When it comes to studying the requirements of the Public over the last 30 years for Care provision for the Elderly it is blatantly obvious that Private Sector Care Homes both Residential and Nursing are ticking all the right boxes. In spite of many attempts by various factions to discredit these Care Homes, the Public continue to support them. Why is this NOT the case when it comes to the Authorities.
Since 1996 when Funding was passed into the Hands of The Local Authorities and Health Authorities the contributions towards Elderly Peoples Care in Care Homes has been continually depressed and is now below an economic level and Council funded clients are being forced into topping up to obtain the quality of care they themselves require.
I have essentially made this a very simple question as I think the Public deserve a clear simple answer.

#39922 Susan
Royston Hospital Action Group

the public do not have sufficient choice: it is either home, hospital or care/nursing home; it would be useful to have a halfway house from the acute hospital with full NHS medical care

#39923 Susan

My births needed medical assistance at the end, with one distressed baby now a marathon runner: the problem is how to also provide that assistance at home

#40191 Clive Bowman
Visiting Professor City University
City University

The problem is in the title, "Shifting". Our health and care system is based on archaic divisions of primary and secondary care rather than a structured Public Health approaches to preventative interventions and a seamlessly designed integrated solutions to long term conditions. "Shifting" perpetuates notions (real or imagined) of discharging responsibility.

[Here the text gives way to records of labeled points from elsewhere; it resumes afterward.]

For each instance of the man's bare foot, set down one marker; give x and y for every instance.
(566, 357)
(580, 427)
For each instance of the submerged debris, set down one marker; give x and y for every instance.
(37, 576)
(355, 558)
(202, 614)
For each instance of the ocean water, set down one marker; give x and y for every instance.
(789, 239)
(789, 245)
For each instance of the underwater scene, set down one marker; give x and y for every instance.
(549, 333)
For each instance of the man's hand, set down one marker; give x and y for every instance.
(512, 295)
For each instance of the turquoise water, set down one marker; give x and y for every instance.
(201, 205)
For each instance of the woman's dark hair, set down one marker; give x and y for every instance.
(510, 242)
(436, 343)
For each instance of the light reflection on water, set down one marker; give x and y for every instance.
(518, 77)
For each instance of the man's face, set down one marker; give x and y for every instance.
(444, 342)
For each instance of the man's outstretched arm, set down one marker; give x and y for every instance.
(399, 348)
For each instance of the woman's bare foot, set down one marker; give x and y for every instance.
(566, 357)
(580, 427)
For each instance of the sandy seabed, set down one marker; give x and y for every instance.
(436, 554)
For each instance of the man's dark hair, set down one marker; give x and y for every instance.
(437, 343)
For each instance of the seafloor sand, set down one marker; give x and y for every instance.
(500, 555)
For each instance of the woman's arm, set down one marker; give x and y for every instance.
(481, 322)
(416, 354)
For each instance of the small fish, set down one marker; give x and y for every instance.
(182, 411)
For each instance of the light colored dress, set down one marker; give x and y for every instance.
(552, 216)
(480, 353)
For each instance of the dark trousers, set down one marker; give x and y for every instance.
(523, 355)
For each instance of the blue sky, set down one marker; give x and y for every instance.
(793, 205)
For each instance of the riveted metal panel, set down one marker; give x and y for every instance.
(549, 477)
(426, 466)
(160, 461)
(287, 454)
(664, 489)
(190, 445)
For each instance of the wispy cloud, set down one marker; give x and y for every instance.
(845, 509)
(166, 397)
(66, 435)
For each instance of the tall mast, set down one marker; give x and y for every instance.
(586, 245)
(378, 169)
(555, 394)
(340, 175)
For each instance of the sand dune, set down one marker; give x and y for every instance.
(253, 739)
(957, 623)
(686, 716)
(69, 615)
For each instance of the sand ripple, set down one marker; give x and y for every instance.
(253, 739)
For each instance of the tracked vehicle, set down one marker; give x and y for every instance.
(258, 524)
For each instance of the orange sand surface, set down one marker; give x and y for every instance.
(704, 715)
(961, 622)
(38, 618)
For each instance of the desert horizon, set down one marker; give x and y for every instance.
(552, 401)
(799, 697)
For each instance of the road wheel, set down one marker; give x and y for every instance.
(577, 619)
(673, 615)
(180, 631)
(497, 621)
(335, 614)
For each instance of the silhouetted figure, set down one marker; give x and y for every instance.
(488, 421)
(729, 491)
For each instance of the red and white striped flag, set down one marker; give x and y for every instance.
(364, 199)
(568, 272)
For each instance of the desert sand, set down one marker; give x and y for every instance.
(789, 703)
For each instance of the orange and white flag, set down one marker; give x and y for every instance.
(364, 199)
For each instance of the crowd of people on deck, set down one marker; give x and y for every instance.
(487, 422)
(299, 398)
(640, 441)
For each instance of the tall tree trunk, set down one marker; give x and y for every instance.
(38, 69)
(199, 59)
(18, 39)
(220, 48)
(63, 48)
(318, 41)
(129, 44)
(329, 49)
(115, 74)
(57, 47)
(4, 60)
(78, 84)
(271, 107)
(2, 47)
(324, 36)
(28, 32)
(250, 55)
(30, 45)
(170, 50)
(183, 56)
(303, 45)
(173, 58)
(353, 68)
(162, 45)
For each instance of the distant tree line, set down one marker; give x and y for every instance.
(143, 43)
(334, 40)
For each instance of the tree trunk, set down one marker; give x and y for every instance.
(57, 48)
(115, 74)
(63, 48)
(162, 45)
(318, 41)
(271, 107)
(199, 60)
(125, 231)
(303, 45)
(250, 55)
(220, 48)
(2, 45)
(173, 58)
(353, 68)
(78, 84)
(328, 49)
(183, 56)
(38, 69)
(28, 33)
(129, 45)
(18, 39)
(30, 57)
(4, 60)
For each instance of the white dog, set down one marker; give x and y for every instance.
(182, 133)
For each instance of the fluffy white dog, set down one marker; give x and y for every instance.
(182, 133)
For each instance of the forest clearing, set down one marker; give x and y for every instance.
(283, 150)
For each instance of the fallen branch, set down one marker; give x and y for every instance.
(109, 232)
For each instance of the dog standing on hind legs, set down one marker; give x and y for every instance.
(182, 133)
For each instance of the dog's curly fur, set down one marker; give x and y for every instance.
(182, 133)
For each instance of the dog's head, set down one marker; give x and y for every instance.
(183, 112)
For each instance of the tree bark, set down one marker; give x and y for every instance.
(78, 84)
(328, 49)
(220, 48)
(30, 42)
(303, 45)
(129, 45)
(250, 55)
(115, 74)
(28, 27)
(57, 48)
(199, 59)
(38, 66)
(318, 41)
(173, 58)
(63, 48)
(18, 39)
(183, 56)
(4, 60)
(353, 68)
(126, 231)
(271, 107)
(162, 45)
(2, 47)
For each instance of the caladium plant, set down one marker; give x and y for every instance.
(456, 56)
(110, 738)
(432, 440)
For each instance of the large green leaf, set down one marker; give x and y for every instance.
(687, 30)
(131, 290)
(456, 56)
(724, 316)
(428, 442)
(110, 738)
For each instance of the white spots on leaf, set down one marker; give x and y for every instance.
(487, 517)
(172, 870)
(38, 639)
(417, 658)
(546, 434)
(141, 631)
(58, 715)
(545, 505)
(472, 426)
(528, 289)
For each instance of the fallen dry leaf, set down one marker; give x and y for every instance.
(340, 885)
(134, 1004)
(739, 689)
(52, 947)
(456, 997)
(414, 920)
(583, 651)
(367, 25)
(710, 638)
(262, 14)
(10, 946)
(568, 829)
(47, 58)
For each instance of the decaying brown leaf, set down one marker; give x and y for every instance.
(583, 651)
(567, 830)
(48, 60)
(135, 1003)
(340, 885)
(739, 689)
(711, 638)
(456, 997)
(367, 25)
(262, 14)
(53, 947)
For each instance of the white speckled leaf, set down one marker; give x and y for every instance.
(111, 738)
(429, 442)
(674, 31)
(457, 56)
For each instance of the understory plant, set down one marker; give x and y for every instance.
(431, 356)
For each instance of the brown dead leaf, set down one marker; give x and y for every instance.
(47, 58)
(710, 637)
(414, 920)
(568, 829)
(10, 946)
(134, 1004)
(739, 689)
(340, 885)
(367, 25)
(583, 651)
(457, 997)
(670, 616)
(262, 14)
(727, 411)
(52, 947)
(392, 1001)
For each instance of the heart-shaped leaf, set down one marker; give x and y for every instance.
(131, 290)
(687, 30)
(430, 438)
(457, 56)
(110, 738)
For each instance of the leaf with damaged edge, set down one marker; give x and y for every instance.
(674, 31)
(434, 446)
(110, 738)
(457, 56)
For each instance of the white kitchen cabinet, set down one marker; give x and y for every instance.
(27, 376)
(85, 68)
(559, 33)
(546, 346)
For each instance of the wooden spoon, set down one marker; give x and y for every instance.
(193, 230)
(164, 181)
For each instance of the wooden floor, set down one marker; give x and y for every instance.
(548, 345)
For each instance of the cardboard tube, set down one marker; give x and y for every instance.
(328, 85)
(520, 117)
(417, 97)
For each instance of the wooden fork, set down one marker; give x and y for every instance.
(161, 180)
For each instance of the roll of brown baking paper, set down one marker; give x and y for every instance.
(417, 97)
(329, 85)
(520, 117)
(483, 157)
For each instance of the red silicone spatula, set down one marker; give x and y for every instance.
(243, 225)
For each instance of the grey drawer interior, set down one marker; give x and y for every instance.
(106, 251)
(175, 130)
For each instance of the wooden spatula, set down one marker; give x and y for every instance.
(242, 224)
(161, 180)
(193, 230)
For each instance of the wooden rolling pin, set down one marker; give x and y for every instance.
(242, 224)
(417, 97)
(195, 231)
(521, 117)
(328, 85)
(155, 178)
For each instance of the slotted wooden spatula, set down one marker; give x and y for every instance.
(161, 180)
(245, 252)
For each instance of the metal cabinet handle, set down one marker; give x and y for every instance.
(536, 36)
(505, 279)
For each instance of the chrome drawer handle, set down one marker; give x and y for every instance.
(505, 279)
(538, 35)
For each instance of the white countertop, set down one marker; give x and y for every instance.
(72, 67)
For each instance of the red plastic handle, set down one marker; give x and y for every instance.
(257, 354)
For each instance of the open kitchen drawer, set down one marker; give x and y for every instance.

#40211 Ed Macalister-Smith
NHS Leadership Coach, ex-NHS CEO

I have commented on this elsewhere, but this strand seems to have re-surfaced, so here's another (and I've had a personal bit of insight recently)...

We do need to shift care closer to home, why?

Firstly the positive reason... Because that is the model of care that we would expect personally to have ourselves, and we would expect for our families. We can imagine what this would look like, and as we or our parents get older and frailer, it would be reassuring to know that we can expect this kind of care in later years.

And the negative reason? Because we can't go on as we are, it is simply not sustainable, so we need to invent a new way of doing things which will be sustainable with relatively diminishing resources, and a population that is not getting any fitter...

Achieving this model will require change to the model of primary care that we now have. As it is currently structured, it does not support an at-home model of acute care for long term conditions, which is where we need to make the difference so as to reduce unaffordable non-elective admissions. Especially, the out-of-hours service in many parts of the country does not work, and this is the service that exists for 80% of the week. The standard GP service only exists for 20% of the week. Radical change is needed, but we have done this well before - remember when the best GP OOH co-operatives were providing an outstanding local service?

And my personal bit of insight? Having retired as a CEO, I have just trained to be a local Community First Responder, and it is frankly tragic to see how the ambulance service is repeatedly expected to pick up and transport to A&E elderly patients who could continue to be cared for in their own homes, with really simple support or interventions.

We do know that this is the right thing to do, we need local leaders of courage to integrate their services and resources with partner organisations and do the right thing for patients.

#40771 Guy Patterson
Project Manager
Age UK

Really simple support or interventions are actually quite difficult to organise and often take an inordinate amount of time to develop. Where they do develop they are often too localised and small scale to attract the attention of policy makers. This said, it is now up to the health and wellbing boards to see that local initiatives that have the potential to be scaled up are discussed, and i would hope that the CCGs are also sufficiently innovative in their thinking to recognise their value, or is this just wishful thinking?